Ich frage mich echt, warum Leute so etwas teilen. Welche Intention steckt dahinter? Aller Welt versichern, dass man etwas offensichtlich Schlimmes schlimm findet? Aufklärung kann es nicht sein, denn die meisten dieser Videos sind vor allem bekannt und die Missstände, die es thematisiert auch. Kenne kaum jemand, der nicht weiß, was die Amis mit den Walkern anstellen.Und selbst wenn ich etwas habe, das eine völlig neue Art von Quälerei zeigt, dann überlege ich mir doch erst mal: Was mache ich damit, wo kann ich es hingeben, dass den Tieren dort so schnell wie möglich geholfen wird. Und eins ist klar: Facebook ist nicht der Ort, der dafür sorgt.

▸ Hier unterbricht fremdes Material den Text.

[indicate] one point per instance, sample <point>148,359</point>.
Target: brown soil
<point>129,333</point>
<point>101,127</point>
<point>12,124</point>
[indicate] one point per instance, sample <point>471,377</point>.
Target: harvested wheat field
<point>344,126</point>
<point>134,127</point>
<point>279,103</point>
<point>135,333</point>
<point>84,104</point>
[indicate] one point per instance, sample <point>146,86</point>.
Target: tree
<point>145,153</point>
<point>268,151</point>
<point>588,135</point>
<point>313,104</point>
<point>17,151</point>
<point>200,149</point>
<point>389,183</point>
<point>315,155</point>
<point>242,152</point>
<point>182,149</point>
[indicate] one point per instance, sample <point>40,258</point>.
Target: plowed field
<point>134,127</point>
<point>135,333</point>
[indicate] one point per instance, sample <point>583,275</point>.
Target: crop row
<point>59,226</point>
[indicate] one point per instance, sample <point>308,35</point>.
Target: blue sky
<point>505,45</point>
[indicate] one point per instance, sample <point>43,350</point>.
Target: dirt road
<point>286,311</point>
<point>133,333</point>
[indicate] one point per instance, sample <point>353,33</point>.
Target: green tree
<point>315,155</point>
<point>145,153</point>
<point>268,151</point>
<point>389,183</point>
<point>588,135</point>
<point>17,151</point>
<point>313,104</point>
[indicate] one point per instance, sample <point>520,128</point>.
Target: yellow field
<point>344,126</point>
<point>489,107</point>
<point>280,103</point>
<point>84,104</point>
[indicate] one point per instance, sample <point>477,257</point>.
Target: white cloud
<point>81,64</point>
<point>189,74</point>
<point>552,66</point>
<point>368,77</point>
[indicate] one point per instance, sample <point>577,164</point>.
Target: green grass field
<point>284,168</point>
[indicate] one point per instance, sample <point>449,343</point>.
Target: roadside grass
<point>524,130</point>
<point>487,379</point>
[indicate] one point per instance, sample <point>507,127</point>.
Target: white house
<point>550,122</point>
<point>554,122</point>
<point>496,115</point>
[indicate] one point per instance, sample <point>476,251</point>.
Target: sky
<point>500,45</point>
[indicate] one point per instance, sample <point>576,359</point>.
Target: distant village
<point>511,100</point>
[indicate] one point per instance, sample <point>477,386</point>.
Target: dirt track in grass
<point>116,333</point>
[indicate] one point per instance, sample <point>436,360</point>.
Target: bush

Also muss ich davon ausgehen, dass es derselbe Kram ist, der Leute bei einem Autounfall zu Gaffern macht: Sensationsgeilheit. Ich erwische mich ja manchmal sogar selber dabei, solche Videos anzuklicken, wenn alle Kommentare darunter total hysterisch sind.
Klar müssen manche Dinge an die Öffentlichkeit. Aber ganz sicher keine total offensichtlichen Dinge wie Stierkampf, sowie Videos die 100 Jahre alt sind. Wenn ich noch einmal lese, dass wieder irgendwelche Facebook Honks das Mädel erwürgen wollen, die Hundewelpen ersäuft, weil wieder ein Schlaumeier dieses total aktuelle Video geteilt hat, dann flippe ich aus!
Jetzt kommen bestimmt gleich wieder die Superschlauen und sagen: Das MUSS man sehen, damit man weiß, wie schlimm die Welt ist. Soll ich euch Meckerfritzen mal was sagen? Das weiß ich auch ohne ein Video, wo sich ein Pferd zwei offene Brüche zuzieht und auf den Stumpen noch weiterrennt. Und selbst wenn ich das nicht wusste, weiß ich sehr wohl, dass es überhaupt nichts daran ändert, wenn ich mein Mittagessen wegstelle, weil dieses Video mich überall auf Facebook anspringt.
Guckt euch doch lieber Facebookvideos an, wo solchen armen Geschöpfen geholfen wird. Da gibt es genug Seiten. Die dokumentieren und erklären sehr gut, wie schlecht es dem Tier vorher ging. Und was dafür getan wird, dass es ihm besser geht. Das ist deutlich informativer. Aber natürlich auch weniger schockierend … gebe ich zu. Wenn man nur gaffen will, ist das ja langweilig.
Weniger schlimm finde ich Videos, die Natur zeigen. Wo Hengste in freier Wildbahn kämpfen, oder ein Jäger seine Beute reißt – auch wenn es ein Pferd ist. Das stört mich nicht, das ist die Natur dieser Tiere, daran ist nichts unnormal oder abartig. Was in der Natur passiert, sollten gerade wir Pferdebesitzer uns immer vor Augen halten, wenn wir mal wieder erzählen, wie natürlich unsere Pferde doch Leben. Am Arsch …
Foto: Haben keine Lust mehr auf Horrorvideos und drehen uns den Hintern zu.